Habertürk yazarı Fatih Altaylı'nın "Muallak ve muamma Suriye" başlığıyla (24 Kasım 2017) yayımlanan yazısı şöyle:
Soçi’den ne çıktığını tam anlayamadım.
Anlayabildiklerim şunlar:
- Beşar Esad koltuğunda kalıyor.
- Suriye parçalanmayacak. Belki özerk bölgeler olabilir, orası net değil.
- Suriye için yeni bir anayasa lazım ve bunu Türkiye, Rusya ve İran kaleme alacak.
- Rusya, Suriye’deki askeri varlığını sürdürecek.
Buraya kadar sorun yok.
Sonrasında kafam karışık.
- Rusya ve İran, Soçi’de toplanacak Suriye Ulusal Diyalog Kongresi’ne Suriye’deki tüm etnik, siyasi ve dini grupların katılacağını söylüyor.
Yani Kürtlerin bir bölümünü temsil ediyor olsa da YPG de o masada olacak.

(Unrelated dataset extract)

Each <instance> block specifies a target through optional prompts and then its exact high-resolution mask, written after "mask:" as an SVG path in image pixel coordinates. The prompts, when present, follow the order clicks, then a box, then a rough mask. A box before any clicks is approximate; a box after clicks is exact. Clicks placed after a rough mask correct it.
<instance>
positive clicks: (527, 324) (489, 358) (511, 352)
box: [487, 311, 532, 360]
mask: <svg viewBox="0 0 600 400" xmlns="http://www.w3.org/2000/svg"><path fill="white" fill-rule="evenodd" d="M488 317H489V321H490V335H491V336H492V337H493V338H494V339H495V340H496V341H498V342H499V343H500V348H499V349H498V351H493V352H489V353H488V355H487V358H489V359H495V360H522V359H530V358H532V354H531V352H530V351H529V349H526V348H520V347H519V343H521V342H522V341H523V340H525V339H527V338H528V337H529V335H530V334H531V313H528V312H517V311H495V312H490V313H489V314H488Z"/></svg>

- Türkiye bundan rahatsız mı değil mi anlayamadım. Sonuç olarak o masa Suriyelilerin masası. Bizi ilgilendiren bir tarafı yok gibi görünüyor.
- Türkiye tarafı, YPG’nin süreçten dışlanmasını talep ediyor haklı olarak, ama bu ne anlama geliyor? YPG, Türkiye’nin olduğu üçlü masaya mı oturmayacak yoksa Suriyelilerin kendi aralarındaki toplantıdan da dışlanmasını mı istiyoruz?
- Belli ki, YPG Türkiye’nin de bulunduğu bir masaya oturamayacak, ama Türkiye diğer masada da olmasınlar diye diretir, buna rağmen YPG o masada olursa Türkiye ne yapacak?
- ABD tarafı Suriye’den tam olarak çıkmayı düşünmediğini açıklıyor. Bu durumda Suriye’nin toprak bütünlüğü ve merkezi yönetimi ne olacak? Rusya ile yakınlaşan Esad, ABD’ye de Kuzey Suriye’de bulunma izni mi verecek?
Bu “muallak” durum Türkiye açısından çok önemli.
SANDALYE
SOÇİ’de Putin’in Cumhurbaşkanı Erdoğan’ın sandalyesini iterek devirmesi dün epey bir konuşuldu. Videoyu defalarca izledim. Gördüğüm kadarıyla Putin, Erdoğan’ın sandalyeden kalkması için yardım etmek isterken hızlıca itince sandalye devriliyor. Putin de eğilip kaldırmıyor sandalyeyi haliyle. Bu basit olayın üzerine kırk senaryo yazmak pek anlamlı değil.